Last week, we published a series of formative passages that have prompted readers to confront deep existential questions. This week, more readers look to literature for answers and guidance—and sometimes a challenge. Jenny Bhatt writes:
I first came across a worn-down copy of Virginia Woolf’s A Room of One’s Own at age 18 in a tiny “raddiwala” (used paper/scrap collector) shack in Bombay, India. Reading it all the way through that evening, I went alternately hot and cold at various passages. Like the Girton College women [to whom Woolf addressed the essay], I was trying to decide what to do next with my life, as the options for someone of my gender, class, and caste in India then were limited and all led to a lifetime of housewifery. I had wanted be a journalist, a writer, and had been told it was not a respectable profession. I had heard the ridicule Woolf had described: “The world said with a guffaw, Write? What’s the good of your writing?”

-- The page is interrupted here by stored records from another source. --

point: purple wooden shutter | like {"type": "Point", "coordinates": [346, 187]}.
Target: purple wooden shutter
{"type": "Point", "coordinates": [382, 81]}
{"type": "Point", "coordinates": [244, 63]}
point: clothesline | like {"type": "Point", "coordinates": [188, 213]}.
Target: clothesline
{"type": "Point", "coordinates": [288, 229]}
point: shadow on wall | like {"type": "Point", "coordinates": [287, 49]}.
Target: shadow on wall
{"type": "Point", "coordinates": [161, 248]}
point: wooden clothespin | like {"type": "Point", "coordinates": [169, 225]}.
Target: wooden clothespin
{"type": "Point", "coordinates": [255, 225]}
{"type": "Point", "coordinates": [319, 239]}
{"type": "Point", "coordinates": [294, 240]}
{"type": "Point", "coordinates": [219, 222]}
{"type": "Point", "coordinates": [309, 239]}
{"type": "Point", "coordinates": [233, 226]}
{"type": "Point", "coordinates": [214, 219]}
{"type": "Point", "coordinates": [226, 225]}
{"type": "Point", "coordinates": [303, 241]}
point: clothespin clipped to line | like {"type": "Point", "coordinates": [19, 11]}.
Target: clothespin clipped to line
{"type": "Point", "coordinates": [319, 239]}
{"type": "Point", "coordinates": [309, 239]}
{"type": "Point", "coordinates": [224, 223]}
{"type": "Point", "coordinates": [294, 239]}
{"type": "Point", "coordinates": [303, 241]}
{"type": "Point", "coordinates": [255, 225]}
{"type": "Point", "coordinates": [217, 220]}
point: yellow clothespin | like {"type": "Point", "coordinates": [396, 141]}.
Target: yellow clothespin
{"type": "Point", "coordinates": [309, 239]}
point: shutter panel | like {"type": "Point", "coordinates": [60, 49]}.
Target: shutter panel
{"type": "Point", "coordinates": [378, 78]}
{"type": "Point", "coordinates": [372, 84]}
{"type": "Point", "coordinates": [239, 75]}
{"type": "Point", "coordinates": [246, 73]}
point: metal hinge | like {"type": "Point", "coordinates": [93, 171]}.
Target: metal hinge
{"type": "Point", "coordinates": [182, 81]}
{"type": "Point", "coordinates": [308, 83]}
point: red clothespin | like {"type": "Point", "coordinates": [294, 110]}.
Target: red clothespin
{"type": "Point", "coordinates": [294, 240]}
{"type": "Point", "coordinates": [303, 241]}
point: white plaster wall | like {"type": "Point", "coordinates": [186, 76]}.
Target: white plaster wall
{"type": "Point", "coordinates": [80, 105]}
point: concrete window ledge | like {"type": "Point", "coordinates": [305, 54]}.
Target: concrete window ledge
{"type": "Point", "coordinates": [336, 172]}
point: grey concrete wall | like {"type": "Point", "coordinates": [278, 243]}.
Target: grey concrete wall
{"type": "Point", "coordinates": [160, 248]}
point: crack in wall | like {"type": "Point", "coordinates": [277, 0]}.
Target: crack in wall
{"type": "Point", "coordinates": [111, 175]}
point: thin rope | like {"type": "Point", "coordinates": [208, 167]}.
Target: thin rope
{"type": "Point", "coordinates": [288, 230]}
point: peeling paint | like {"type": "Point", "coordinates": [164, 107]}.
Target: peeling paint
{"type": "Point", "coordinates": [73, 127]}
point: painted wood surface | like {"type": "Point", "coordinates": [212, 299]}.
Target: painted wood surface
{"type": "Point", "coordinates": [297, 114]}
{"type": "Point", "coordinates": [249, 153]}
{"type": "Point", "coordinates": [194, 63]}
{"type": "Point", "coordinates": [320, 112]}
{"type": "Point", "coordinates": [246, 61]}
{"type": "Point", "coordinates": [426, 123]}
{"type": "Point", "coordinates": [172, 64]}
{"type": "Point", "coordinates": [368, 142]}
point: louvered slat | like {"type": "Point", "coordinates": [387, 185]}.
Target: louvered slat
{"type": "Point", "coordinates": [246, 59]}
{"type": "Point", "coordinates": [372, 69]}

At the time, this was a major revelation (she elaborated it beautifully and compellingly over several pages, of course):
Intellectual freedom depends on material things. Poetry depends on intellectual freedom. And women have always been poor, not for two hundred years merely, but from the beginning of time. Women have had less intellectual freedom than the sons of Athenian slaves. Women, then, have not had a dog’s chance of writing poetry. That is why I have laid so much stress on money and a room of one’s own.
And this part was as if she was talking directly to me:
By hook or by crook, I hope that you will possess yourselves of money enough to travel and to idle, to contemplate the future or the past of the world, to dream over books and loiter at street corners and let the line of thought dip deep into the stream. For I am by no mean confining you to fiction. If you would please me—and there are thousands like me—you would write books of history and biography, and criticism and philosophy and science. …
Young women, you are, in my opinion, disgracefully ignorant. You have never made a discovery of any sort of importance. You have never shaken an empire or led an army into battle. The plays of Shakespeare are not by you, and you have never introduced a barbarous race to the blessings of civilization. What is your excuse?